Fresh basil is key, and so is good quality olive oil. Beyond that, pesto is surprisingly versatile in what ingredients you can use. If you can’t find pine nuts, walnuts make a good substitution. Asiago cheese is a stronger alternative to mild parmesan for a pesto with bite. Here are three of my favorite recipes, but use them as a starting point for your own pesto concoction.
Of course pesto is delicious tossed with hot pasta, but also try it as a sauce to bake on chicken and steak, stirred into tomato soup, or spread on a sandwich.
Basic Pesto
2 cloves garlic
3 cups packed fresh basil leaves
3 Tablespoons Parmesan cheese
1 cup olive oil
1/2 cup pine nuts
1. Put the garlic, basil, parmesan cheese and olive oil in a food processor or blender. Process until ingredients are blended together, but still chunky.
2. Add the pine nuts. Process just until the nuts are in small pieces.
Chili Pesto
2 cloves garlic
3 cups packed fresh basil leaves
1/2 cup Parmesan cheese
1 cup olive oil
1/3 teaspoon chili powder
1/4 cup pine nuts
1/4 cup walnuts or brazil nuts
1. Put the garlic, basil, parmesan cheese, olive oil and chili powder in a food processor or blender. Process until ingredients are blended together, but still chunky.

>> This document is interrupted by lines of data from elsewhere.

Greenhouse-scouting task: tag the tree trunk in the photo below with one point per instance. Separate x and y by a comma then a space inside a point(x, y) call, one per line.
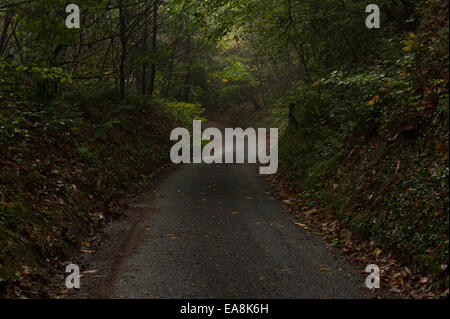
point(123, 50)
point(154, 47)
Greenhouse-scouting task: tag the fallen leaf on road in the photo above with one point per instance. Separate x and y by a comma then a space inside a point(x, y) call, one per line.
point(325, 269)
point(300, 224)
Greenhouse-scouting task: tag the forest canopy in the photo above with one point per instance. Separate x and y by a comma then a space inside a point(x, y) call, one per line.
point(363, 111)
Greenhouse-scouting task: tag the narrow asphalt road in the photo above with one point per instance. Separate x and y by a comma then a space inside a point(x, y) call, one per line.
point(212, 231)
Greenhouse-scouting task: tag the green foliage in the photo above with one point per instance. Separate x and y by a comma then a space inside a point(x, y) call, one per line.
point(185, 113)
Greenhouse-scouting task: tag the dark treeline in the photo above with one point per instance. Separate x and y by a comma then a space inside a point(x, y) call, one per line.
point(363, 112)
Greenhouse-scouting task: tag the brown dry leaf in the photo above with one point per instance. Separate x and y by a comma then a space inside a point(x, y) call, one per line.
point(89, 272)
point(311, 211)
point(300, 224)
point(377, 252)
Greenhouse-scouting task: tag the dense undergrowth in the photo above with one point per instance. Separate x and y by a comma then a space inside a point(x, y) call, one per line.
point(64, 166)
point(369, 144)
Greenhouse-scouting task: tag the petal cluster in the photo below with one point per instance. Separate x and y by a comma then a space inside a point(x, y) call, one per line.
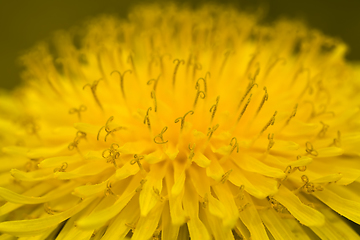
point(179, 124)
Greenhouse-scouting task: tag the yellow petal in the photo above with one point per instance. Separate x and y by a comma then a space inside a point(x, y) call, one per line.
point(305, 214)
point(250, 217)
point(251, 164)
point(276, 225)
point(191, 207)
point(119, 228)
point(148, 224)
point(99, 218)
point(345, 207)
point(19, 227)
point(13, 197)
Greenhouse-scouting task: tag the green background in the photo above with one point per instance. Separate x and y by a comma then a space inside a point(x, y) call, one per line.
point(24, 23)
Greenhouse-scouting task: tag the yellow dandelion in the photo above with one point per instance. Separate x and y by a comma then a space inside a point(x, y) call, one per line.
point(180, 124)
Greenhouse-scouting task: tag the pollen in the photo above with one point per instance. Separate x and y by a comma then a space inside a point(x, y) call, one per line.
point(182, 124)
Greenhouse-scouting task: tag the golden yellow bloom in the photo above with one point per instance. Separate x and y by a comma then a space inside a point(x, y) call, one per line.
point(181, 124)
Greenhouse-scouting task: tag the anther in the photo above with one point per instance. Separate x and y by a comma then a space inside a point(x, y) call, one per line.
point(225, 176)
point(310, 149)
point(271, 122)
point(256, 73)
point(111, 154)
point(212, 130)
point(176, 68)
point(197, 66)
point(147, 119)
point(63, 167)
point(157, 193)
point(205, 203)
point(265, 98)
point(234, 144)
point(142, 182)
point(131, 61)
point(93, 87)
point(153, 96)
point(214, 108)
point(137, 159)
point(79, 135)
point(293, 113)
point(323, 130)
point(108, 190)
point(82, 108)
point(161, 137)
point(244, 108)
point(241, 193)
point(247, 92)
point(155, 81)
point(271, 141)
point(337, 141)
point(227, 54)
point(122, 80)
point(199, 93)
point(197, 85)
point(182, 119)
point(191, 148)
point(107, 128)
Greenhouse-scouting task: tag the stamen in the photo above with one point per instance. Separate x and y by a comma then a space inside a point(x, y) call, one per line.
point(212, 130)
point(63, 167)
point(323, 130)
point(225, 176)
point(155, 81)
point(137, 159)
point(271, 122)
point(182, 119)
point(191, 155)
point(107, 128)
point(244, 109)
point(234, 145)
point(122, 80)
point(147, 119)
point(310, 149)
point(160, 136)
point(93, 87)
point(153, 96)
point(214, 108)
point(265, 98)
point(82, 108)
point(176, 68)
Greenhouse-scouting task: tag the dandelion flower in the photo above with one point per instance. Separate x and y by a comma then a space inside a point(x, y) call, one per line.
point(179, 124)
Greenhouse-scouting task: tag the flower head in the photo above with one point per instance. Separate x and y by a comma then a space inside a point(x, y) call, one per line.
point(181, 123)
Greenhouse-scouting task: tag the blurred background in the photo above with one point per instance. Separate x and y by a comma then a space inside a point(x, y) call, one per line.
point(24, 23)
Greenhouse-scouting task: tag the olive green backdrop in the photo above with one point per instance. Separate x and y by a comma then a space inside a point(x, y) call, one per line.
point(23, 23)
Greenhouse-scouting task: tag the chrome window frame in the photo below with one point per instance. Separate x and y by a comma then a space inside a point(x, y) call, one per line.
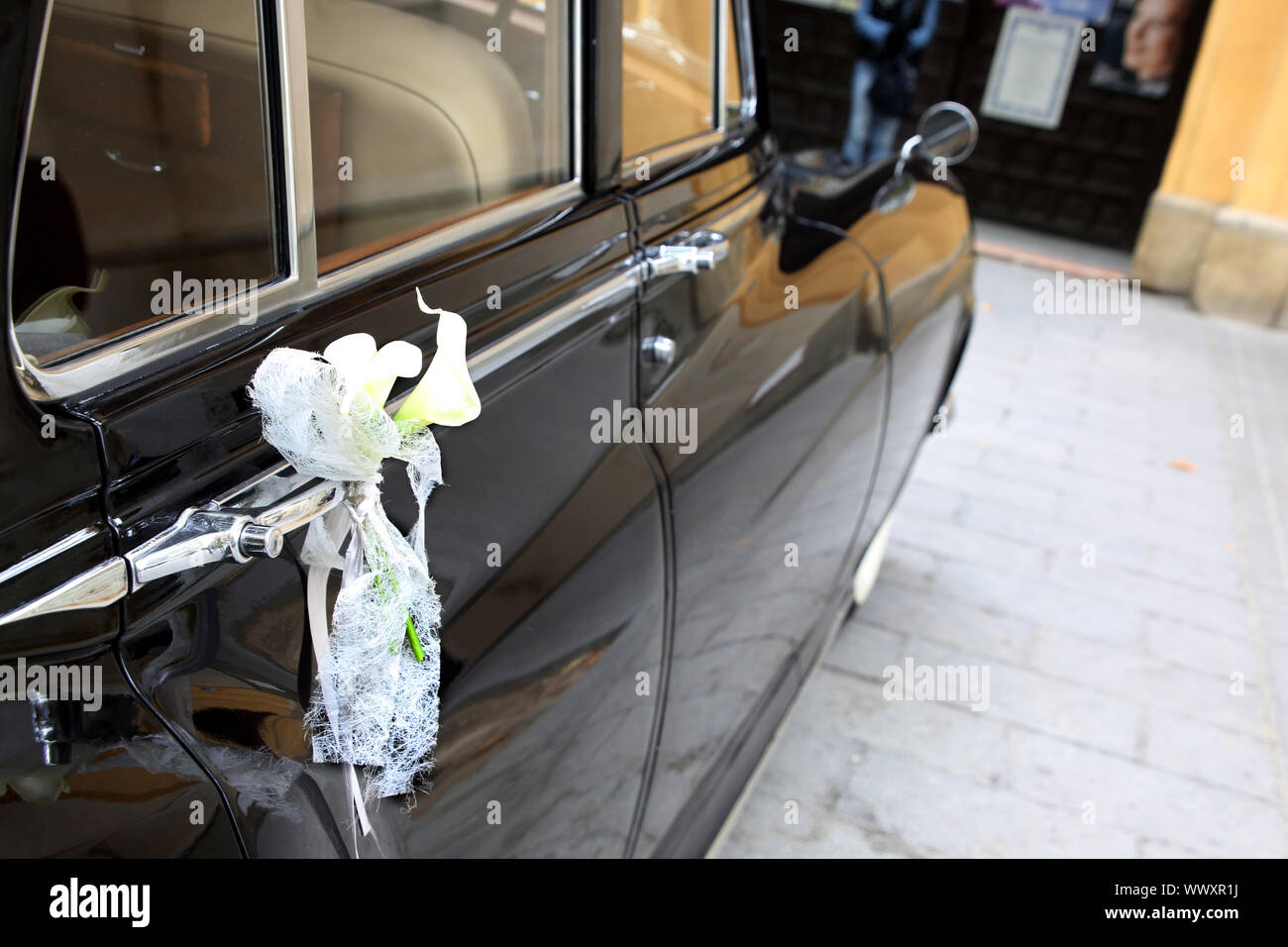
point(301, 283)
point(674, 153)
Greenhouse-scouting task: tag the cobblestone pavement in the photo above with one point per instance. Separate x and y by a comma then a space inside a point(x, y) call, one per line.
point(1098, 535)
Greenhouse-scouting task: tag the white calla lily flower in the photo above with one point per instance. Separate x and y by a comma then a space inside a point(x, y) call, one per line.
point(446, 393)
point(365, 368)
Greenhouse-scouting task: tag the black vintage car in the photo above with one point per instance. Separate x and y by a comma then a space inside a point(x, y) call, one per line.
point(595, 187)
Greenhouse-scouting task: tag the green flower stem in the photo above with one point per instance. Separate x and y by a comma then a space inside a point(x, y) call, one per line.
point(412, 638)
point(415, 642)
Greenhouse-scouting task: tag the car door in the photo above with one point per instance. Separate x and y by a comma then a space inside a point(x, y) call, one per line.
point(86, 768)
point(923, 247)
point(397, 151)
point(765, 333)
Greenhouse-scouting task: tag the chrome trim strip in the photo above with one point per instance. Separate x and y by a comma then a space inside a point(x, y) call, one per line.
point(21, 365)
point(98, 587)
point(296, 145)
point(578, 80)
point(721, 56)
point(746, 60)
point(68, 541)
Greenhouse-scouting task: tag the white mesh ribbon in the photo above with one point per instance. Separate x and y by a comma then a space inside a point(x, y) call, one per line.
point(378, 703)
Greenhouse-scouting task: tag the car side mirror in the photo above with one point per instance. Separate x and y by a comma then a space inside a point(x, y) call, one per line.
point(947, 133)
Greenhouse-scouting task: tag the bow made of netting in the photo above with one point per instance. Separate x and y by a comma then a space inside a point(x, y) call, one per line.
point(378, 655)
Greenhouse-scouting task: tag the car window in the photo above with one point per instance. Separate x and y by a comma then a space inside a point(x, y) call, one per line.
point(425, 111)
point(146, 189)
point(668, 72)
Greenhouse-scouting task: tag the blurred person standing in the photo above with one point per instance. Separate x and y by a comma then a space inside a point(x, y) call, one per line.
point(890, 37)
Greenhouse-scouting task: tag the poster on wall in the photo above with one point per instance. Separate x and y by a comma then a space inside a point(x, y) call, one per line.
point(1140, 47)
point(1033, 62)
point(1087, 11)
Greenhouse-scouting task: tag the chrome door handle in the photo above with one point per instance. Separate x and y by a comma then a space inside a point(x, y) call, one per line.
point(697, 252)
point(214, 534)
point(200, 536)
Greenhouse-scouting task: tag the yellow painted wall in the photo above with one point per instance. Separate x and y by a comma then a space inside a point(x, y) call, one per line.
point(1236, 106)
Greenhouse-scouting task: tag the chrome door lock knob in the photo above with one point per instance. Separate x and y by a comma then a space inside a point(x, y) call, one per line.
point(261, 541)
point(658, 350)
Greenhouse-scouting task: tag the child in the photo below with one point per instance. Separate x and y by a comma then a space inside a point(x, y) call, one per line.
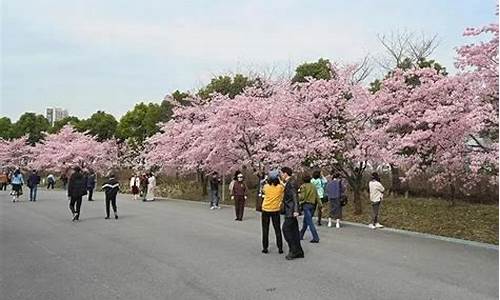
point(111, 188)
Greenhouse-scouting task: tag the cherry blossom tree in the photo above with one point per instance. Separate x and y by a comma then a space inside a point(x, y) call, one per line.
point(16, 153)
point(442, 126)
point(68, 148)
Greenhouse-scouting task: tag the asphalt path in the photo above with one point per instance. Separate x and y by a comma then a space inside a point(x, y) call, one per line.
point(182, 250)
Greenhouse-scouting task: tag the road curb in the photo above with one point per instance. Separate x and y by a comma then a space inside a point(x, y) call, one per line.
point(386, 229)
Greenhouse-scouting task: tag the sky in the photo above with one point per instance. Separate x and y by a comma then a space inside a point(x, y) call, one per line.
point(109, 55)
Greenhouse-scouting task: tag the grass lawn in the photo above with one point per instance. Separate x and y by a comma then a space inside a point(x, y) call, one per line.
point(476, 222)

2. Add the pine nuts and walnuts or brazil nuts. Process just until the nuts are in small pieces.
Sun-dried tomato pesto
6 ounces sun-dried tomatoes (without oil)
3 cups boiling water
2 Tablespoons pine nuts
2 cloves garlic
2/3 cup fresh packed basil leaves
2 Tablespoons Parmesan cheese
1/4 cup fresh Italian parsley
3 Tablespoons dry white wine
1. Combine the tomatoes and boiling water. Let stand one hour until softened. Drain tomatoes, reserving 1/2 cup liquid.
2. Add all ingredients to a food processor and process until everything is minced. Add reserved 1/2 cup tomato liquid and wine. Process until well blended.